Some other observations:
Wow, do we ever have some good-lookin' CSA members! You are all so youthful and healthy-looking (must be those TapRoot veggies!). And friendly, and so excited to meet me! I felt like a superstar vegetable delivery lady all day!
Someone met me at SHYM and was glowing and clearly so excited to recieve the donation. We donate boxes to them when a member misses picking up a share (and even if no one misses that week, just to keep things flowing for them).
Halifax is in a different climate than the valley. All day, I battled intense wind (very noticeable in the tall TapRoot Van), and scattered showers, and pretty biting cold. As soon as I drove through Hantsport to my favourite view of the Minas Basin, the clouds cleared and the sun came out, like the valley was welcoming me home!
Cruise control rocks.
It is very helpful to the delivery drivers if members are able to let us know when they are not going to be able to make it to a delivery. Because of this, I was able to leave all three of my delivery locations today early. When you email me and let you know that you can't make it, I cross your name off of Tim's, Justine's, or Jem's list, and that way they know not to wait for you!
My iPod and I are reacquainted now, and I rocked out to awesome tunes all day (Jon and I do not have the same musical preferences, so it was nice to have full control of the stereo.)
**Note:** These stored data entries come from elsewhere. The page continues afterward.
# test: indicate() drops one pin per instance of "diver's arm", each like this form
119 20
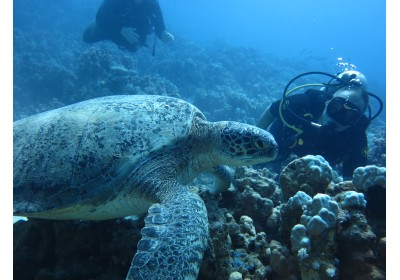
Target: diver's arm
266 119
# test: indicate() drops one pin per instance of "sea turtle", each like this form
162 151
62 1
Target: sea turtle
116 156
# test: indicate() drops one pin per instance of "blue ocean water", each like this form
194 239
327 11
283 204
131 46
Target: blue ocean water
231 58
316 31
309 35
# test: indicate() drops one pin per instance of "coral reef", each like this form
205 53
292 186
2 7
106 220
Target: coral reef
310 174
254 234
295 220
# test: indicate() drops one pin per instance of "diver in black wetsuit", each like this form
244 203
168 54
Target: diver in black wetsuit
326 122
127 23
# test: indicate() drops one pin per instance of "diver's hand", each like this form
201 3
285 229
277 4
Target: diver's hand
167 37
129 33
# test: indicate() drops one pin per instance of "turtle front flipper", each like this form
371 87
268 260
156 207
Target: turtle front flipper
173 240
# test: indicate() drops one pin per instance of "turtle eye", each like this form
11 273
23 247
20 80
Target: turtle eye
259 143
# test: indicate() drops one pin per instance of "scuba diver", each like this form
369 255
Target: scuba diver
127 23
328 121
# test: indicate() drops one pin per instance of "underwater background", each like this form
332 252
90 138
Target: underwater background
231 59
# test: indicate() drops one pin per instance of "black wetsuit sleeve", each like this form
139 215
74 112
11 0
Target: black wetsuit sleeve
357 156
156 18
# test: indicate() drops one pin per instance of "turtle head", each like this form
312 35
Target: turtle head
242 144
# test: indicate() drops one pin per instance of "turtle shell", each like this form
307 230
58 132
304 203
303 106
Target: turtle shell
84 152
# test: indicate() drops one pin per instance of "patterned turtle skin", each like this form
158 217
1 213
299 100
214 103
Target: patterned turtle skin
116 156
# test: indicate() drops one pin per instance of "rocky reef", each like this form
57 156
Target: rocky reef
298 220
324 230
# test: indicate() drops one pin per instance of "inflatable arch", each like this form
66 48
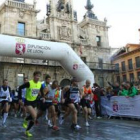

Doing deliveries is a nice way to spend a Saturday once in a while, but it's a lot of work, and I have A LOT more appreciation for what Tim (and Justine and Jem) does each week... Not that I didn't before, but even more so now! It's also stressful and busy and break-less. I thought I'd have time to be taking photos and posting next week's shares from my smart phone, and I even brought A BOOK. I thought I might be bored. I was NOT bored.
I've said it before, but I truly mean it: TapRoot has -THE BEST- CSA members ever. Hands down. Thanks for being a part of this crazy-awesome alternative food system that gives you local food on yor tables and gives people you see each week-- like Justine, Tim, Jem and I-- and the people you may not see-- like the 25 other people in last night's staff meeting-- meaningful work. I feel like today was a special day for me in my local food journey, which is why I took the time to share it with all of you.
Thanks for reading! A big cheers, and I mean that literally!!